12. The method of claim 11, wherein the user remains in communication from the user device over the network during the receiving and extracting steps.

13. The method of claim 11, wherein the complex data is selected from a group consisting of an address, a first name, a last name, an email address, a driver license number, a passport number, a social security number, a vehicle identification number, a healthcare member identification number, a claim number, an internet router number, a laptop service tag, a credit card information, and any combinations thereof.

14. The method of claim 11, further comprising communicating with the user device via the network based on the textual data.

15. The method of claim 11, further comprising routing the user to a particular responsible department and to provide communication between the particular responsible department and the user device via the network based on the textual data.

16. The method of claim 11, further comprising using the textual data as security information when communicating with the user device via the network.

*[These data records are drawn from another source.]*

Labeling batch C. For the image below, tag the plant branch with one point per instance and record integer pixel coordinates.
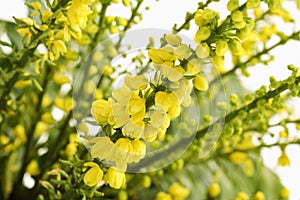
(230, 116)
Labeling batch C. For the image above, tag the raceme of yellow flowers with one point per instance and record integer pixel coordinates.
(72, 18)
(141, 110)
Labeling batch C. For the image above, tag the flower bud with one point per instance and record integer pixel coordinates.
(252, 3)
(233, 5)
(202, 34)
(214, 190)
(235, 47)
(202, 50)
(221, 47)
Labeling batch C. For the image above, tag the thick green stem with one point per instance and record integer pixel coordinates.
(230, 116)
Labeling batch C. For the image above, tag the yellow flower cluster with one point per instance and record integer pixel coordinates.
(94, 175)
(171, 59)
(139, 112)
(176, 192)
(66, 24)
(238, 29)
(243, 159)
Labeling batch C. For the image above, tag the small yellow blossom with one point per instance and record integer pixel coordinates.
(232, 5)
(253, 3)
(36, 6)
(163, 196)
(33, 168)
(221, 47)
(173, 39)
(202, 34)
(284, 193)
(283, 160)
(102, 110)
(66, 104)
(238, 157)
(103, 148)
(259, 196)
(242, 196)
(169, 71)
(94, 175)
(178, 192)
(200, 83)
(115, 178)
(214, 190)
(19, 133)
(46, 14)
(139, 82)
(202, 50)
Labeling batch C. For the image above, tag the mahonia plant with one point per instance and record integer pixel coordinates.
(50, 64)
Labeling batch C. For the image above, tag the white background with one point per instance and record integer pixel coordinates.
(166, 12)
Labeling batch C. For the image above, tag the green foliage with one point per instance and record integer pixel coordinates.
(54, 81)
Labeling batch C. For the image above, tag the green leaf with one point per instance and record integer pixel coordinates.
(10, 29)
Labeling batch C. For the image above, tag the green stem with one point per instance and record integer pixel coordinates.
(130, 21)
(258, 55)
(230, 116)
(189, 19)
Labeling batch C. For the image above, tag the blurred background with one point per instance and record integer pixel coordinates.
(165, 13)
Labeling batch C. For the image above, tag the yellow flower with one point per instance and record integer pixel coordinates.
(284, 193)
(241, 196)
(161, 55)
(182, 51)
(103, 148)
(36, 6)
(139, 82)
(283, 160)
(202, 34)
(173, 39)
(248, 167)
(19, 133)
(259, 196)
(235, 47)
(163, 196)
(33, 168)
(183, 91)
(178, 192)
(94, 175)
(252, 3)
(122, 153)
(218, 61)
(200, 83)
(55, 47)
(41, 127)
(46, 14)
(169, 71)
(102, 110)
(202, 50)
(169, 102)
(238, 157)
(209, 14)
(138, 150)
(137, 108)
(214, 190)
(221, 47)
(115, 178)
(25, 32)
(232, 5)
(134, 129)
(126, 3)
(78, 12)
(66, 104)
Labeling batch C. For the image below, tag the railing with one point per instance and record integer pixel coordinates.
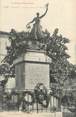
(28, 101)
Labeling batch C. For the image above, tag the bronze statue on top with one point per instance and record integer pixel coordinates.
(36, 31)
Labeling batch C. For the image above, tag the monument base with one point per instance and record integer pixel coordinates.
(32, 68)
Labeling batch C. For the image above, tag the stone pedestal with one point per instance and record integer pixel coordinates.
(32, 68)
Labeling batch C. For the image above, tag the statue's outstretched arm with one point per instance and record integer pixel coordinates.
(30, 22)
(45, 11)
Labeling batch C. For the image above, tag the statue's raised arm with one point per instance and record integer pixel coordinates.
(45, 11)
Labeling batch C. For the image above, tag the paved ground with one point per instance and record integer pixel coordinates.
(21, 114)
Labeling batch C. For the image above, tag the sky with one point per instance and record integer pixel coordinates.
(61, 14)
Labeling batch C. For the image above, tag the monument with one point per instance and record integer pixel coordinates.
(32, 66)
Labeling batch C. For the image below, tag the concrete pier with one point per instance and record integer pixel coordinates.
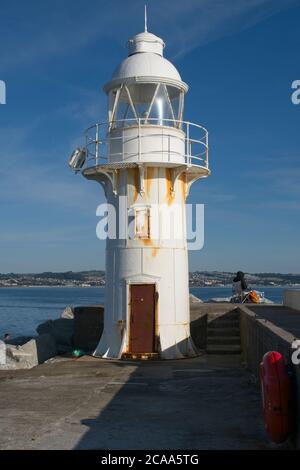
(209, 402)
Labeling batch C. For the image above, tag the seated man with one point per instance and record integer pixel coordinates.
(239, 285)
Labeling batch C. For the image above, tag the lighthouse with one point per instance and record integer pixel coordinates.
(146, 157)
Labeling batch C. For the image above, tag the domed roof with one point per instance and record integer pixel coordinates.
(146, 64)
(145, 61)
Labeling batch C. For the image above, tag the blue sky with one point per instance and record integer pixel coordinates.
(239, 58)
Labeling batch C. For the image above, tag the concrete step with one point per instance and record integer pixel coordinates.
(223, 340)
(223, 332)
(224, 324)
(223, 349)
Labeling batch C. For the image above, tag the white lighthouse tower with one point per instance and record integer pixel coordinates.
(146, 157)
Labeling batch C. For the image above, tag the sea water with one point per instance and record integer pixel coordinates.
(23, 309)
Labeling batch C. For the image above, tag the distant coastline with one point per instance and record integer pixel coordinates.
(88, 279)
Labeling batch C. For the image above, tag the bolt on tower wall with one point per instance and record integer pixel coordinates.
(146, 158)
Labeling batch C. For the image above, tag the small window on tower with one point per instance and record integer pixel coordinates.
(142, 222)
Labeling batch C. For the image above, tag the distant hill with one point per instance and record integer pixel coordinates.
(97, 278)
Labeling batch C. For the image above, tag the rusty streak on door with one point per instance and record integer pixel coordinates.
(142, 318)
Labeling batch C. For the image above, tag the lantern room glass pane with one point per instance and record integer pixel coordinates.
(153, 104)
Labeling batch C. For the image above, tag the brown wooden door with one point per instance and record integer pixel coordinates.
(142, 318)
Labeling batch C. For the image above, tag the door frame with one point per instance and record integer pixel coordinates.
(143, 281)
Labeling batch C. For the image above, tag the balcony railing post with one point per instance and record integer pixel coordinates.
(86, 149)
(97, 144)
(206, 156)
(139, 139)
(188, 144)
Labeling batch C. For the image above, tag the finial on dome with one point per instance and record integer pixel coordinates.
(146, 20)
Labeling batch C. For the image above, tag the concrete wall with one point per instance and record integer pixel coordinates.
(259, 336)
(291, 298)
(203, 313)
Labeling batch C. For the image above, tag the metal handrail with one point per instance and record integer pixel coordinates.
(99, 135)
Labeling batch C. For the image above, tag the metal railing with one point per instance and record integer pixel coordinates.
(100, 139)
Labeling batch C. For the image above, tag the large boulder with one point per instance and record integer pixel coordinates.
(68, 313)
(62, 330)
(34, 352)
(195, 300)
(88, 326)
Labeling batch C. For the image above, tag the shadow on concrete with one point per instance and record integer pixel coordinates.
(206, 402)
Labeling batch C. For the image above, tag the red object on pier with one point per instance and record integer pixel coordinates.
(276, 396)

17. The method of claim 11, wherein the text message is a message selected from a group consisting of a short message service (SMS) message, a multimedia messaging service (MMS) message, an over the top (OTT) message, and a rich communication service (RCS) message.

18. The method of claim 11, further comprising storing the image.

19. The method of claim 11, further comprising orienting and/or rotating the image prior to extracting the complex data.

20. The method of claim 11, wherein the image comprises multiple strings of data, the method further comprising parsing the multiple strings of data into the textual format.